Um mês depois, as aulas recomeçaram no Ridgeway. Isabelle, Cris e Mabel foram deixados no local por Sam e Freddie.
– Eu nem acredito que finalmente vou estudar com vocês! — comemorou Mabel, abraçando Cris.
– Não vai não! — falou Isabelle, puxando Cris de forma bruta – Você é pirralha, vai para o 1º ano e nós para o 3º.
– Eu quis dizer que no colégio de vocês. Agora vamos nos ver sempre. Podemos fazer todos os lanches juntos, né Cris?
– Sim – concordou o garoto.
O sinal bateu e as crianças foram para a sala de aula.
No final da tarde daquele dia, quando Sam foi buscar Eddie e Nick no colégio encontrou Charles:
– Minha filha, precisamos conversar.
– Outra hora, tenho mil coisas pra fazer ainda hoje.

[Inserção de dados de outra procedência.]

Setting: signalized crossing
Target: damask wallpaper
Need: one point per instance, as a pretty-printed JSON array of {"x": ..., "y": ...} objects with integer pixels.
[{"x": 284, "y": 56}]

Tenho que levar os gêmeos pra casa, pegar a Belinha na casa da minha sogra, esquentar o jantar, ajudar os meus filhos com os deveres...
– Eu sei, mas é importante. É sobre o Nick...
– O que esse pestinha já conseguiu aprontar no primeiro dia de aula? — perguntou Sam, olhando para o menino, que riu travesso.
– Vamos pra minha sala, prometo que serei breve.
Na sala da Diretoria, Charles começou:
– Sam, eu amo o Nick, ele é meu neto, mas...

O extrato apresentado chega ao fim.